Le secteur de la smart home est en croissance et tend vers une adoption massive. Mais il est encore très fragmenté et les offres et fonctionnalités sont parfois très confuses. Les assistants vocaux participent à la « coagulation » du secteur au détriment d’initiatives isolées qui vont se casser les dents faute d’interopérabilité. Même si les promesses de simplicité ne sont encore que publicitaires, les géants n’ont pas de mal à s’imposer tant leur marques et leurs produits sont déjà bien implantés dans l’esprit ET dans les usages.

 

L’interopérabilité salvatrice

Avant de passer au stade de l’adoption massive, il est nécessaire d’éliminer plusieurs écueils : notamment des protocoles de communication éclatés qui freinent l’interopérabilité. Cette dernière est l’habilité d’échanger des informations entre différentes application. C’est un des enjeux majeurs du BIM ou Building Information Model. La collaboration en est un des piliers : comme il n’est pas possible de demander à tous les intervenants d’un projet (architectes, maitre d’oeuvre, vendeurs, gestionnaires) d’utiliser les même applications, les données doivent être échangées. Il existe de nombreux outils spécifiques comme le calcul de luminosité, la visualisation 3D ou encore l’extraction de quantité. L’ensemble de ces outils doivent être capables de s’interfacer pour collecter et échanger de la donnée. D’autant plus que la chaine de valeur traitée par le BIM est très étendue, de la conception à l’exploitation des bâtiments, en passant par la commercialisation. Et non plus seulement de la gestion à la construction.

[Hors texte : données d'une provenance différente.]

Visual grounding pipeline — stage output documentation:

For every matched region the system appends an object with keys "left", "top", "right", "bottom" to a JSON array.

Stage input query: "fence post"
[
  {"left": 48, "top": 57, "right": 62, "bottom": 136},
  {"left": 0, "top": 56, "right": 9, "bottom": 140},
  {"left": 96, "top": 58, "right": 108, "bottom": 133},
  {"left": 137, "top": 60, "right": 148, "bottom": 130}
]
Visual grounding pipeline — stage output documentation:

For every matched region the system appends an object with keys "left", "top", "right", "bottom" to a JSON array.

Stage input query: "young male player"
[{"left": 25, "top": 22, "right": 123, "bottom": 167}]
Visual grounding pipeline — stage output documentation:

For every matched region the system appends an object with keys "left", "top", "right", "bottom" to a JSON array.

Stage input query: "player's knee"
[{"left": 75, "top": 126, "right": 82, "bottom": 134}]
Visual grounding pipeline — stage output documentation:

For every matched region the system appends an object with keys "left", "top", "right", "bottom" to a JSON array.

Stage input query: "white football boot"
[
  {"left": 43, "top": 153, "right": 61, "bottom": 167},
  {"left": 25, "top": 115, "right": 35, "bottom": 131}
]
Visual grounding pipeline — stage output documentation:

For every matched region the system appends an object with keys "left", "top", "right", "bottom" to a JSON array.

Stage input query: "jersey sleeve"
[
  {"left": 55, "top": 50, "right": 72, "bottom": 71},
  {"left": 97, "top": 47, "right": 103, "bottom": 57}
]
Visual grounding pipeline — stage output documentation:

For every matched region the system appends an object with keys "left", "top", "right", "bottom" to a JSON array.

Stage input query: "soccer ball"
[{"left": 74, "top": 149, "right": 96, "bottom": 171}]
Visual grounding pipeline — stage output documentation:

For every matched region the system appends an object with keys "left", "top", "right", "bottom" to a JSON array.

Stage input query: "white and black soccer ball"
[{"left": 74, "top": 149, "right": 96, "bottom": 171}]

Jusqu’ici les outils fonctionnaient en silo, ce qui empêchait tout échange de données. L’objectif est ainsi, à travers cet écosystème, de réduire les erreurs et mutualiser les coûts. Les enjeux sont colossaux : maintenance prédictive, réduction de la non qualité, optimisation environnementale, utilisation dynamique des espaces, réalité augmenté, objets connectés, etc. Si colossaux que le gouvernement déploie des plan pour accélérer l’interopérabilité : le PNTB (Plan Transition Numérique dans le Bâtiment) ou encore le nouveau plan BIM 2022.

 

Prendre de la hauteur

Quand on regarde de plus près la partie d’échecs qui est en train de se jouer, on peut constater qu’il ne s’agit pas QUE d’objets connectés ou de préfabrication.

Retour dans la Silicon Valley chez PlantPrefab, qui touche également à d’autres enjeux de l’immobilier. Au-delà de proposer des maisons entièrement équipées (via des partenariats avec General Electric, Nest ou encore Kohler), ils proposent également une solution très concrète à la crise du logement, aux coûts de l’immobilier et aux enjeux environnementaux. Ils font ainsi partie de ces champions de la construction hors site, qui s’érigent en solutions contre les grands enjeux de notre époque, et n’imaginent pas une seconde produire autrement

Au Canada, ce n’est pas anodin si la bonne fée Google se penche sur le berceau d’un nouveau quartier à Toronto à travers la filiale d’Alphabet (holding maison mère de Google), SideWalk Labs. Et quand on regarde les entreprises de la holding, les pièces du puzzle s’assemblent quasi parfaitement. L’interopérabilité prend alors un autre sens : sur 16 entreprises, la moitié sont liées de près ou de loins à la l’immeuble ou à la ville et chacune n’opère que sur une partie (bien précise) de la chaine de valeur : domotique, fibre optique, voitures autonomes, géothermie, drones, etc.

Plus que de disruption – bouleversement d’un marché sur lequel les position sont établies avec une stratégie inédite qui créé un nouvel usage – il est bien question ici de collaboration pour atteindre un objectif commun.